Perhaps that could be mitigated if someone could come up with an awesome OSS machine code translation layer like Apple's Rosetta.

This is going to be a bold claim but here goes.

This will never work, because it isn't a radical enough departure from Linux.

Linux occupies the bottom of a well in the cartesian space. Any deviation is an uphill battle. You'll die trying to reach escape velocity.

The forcing factors that pull you back down:

1. Battles-testedness. The mainstream Linux distros just have more eyeballs on them. That means your WINE-first distro (which I'll call "Lindows" in honor of the dead OS from 2003) will have bugs that make people consider abandoning the dream and going back to Gnome Fedora.

2. Cool factor.

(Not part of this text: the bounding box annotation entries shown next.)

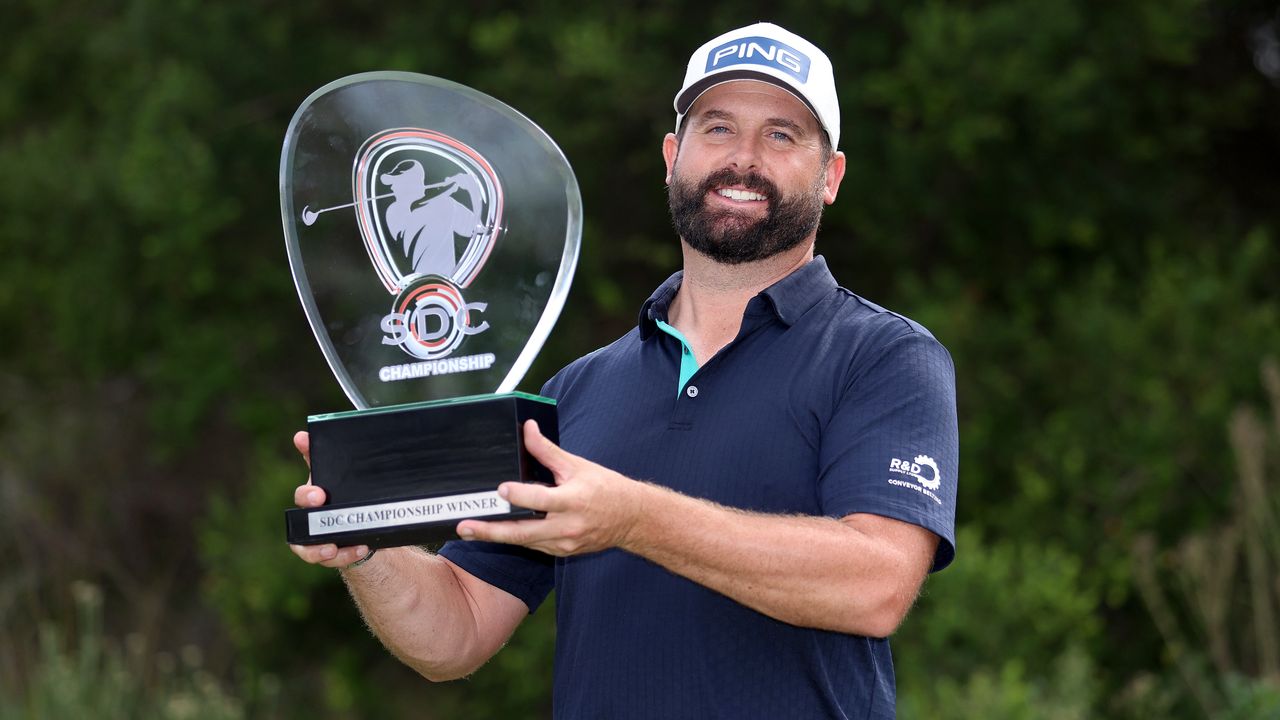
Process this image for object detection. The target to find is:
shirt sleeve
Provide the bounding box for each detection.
[819,331,960,571]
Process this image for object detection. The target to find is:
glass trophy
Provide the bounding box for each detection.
[280,72,582,547]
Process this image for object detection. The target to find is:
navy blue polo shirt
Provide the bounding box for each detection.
[442,258,957,719]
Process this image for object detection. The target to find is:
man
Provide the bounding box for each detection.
[294,23,957,717]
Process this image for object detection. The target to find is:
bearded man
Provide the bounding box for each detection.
[294,23,957,719]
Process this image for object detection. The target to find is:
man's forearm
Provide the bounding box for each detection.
[342,547,527,680]
[622,484,937,637]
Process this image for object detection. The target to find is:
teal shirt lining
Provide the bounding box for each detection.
[654,319,698,397]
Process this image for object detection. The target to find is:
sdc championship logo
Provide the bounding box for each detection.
[302,128,503,382]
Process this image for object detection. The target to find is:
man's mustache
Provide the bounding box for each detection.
[700,168,782,205]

Nobody wants to open up their riced-out Linux laptop in class and have their classmate look over and go "yo this n** running windows 85!" (So, you're going to have to port XMonad to WINE. I don't make the rules!)

3. Kernel churn. People will want to run this thing on their brand-new gaming laptop. That likely means they'll need a recent kernel. And while they "never break userspace" in theory, in practice you'll need a new set of drivers and MESA and other add-ons that WILL breaks things. Especially things like 3D apps running through WINE (not to mention audio). Google can throw engineers at the problem of keeping Chromium working across graphics stacks. But can you?

If you could plant your flag in the dirt and say "we fork here" and make a radical left turn from mainline Linux, and get a cohort of kernel devs and app developers to follow you, you'd have a chance.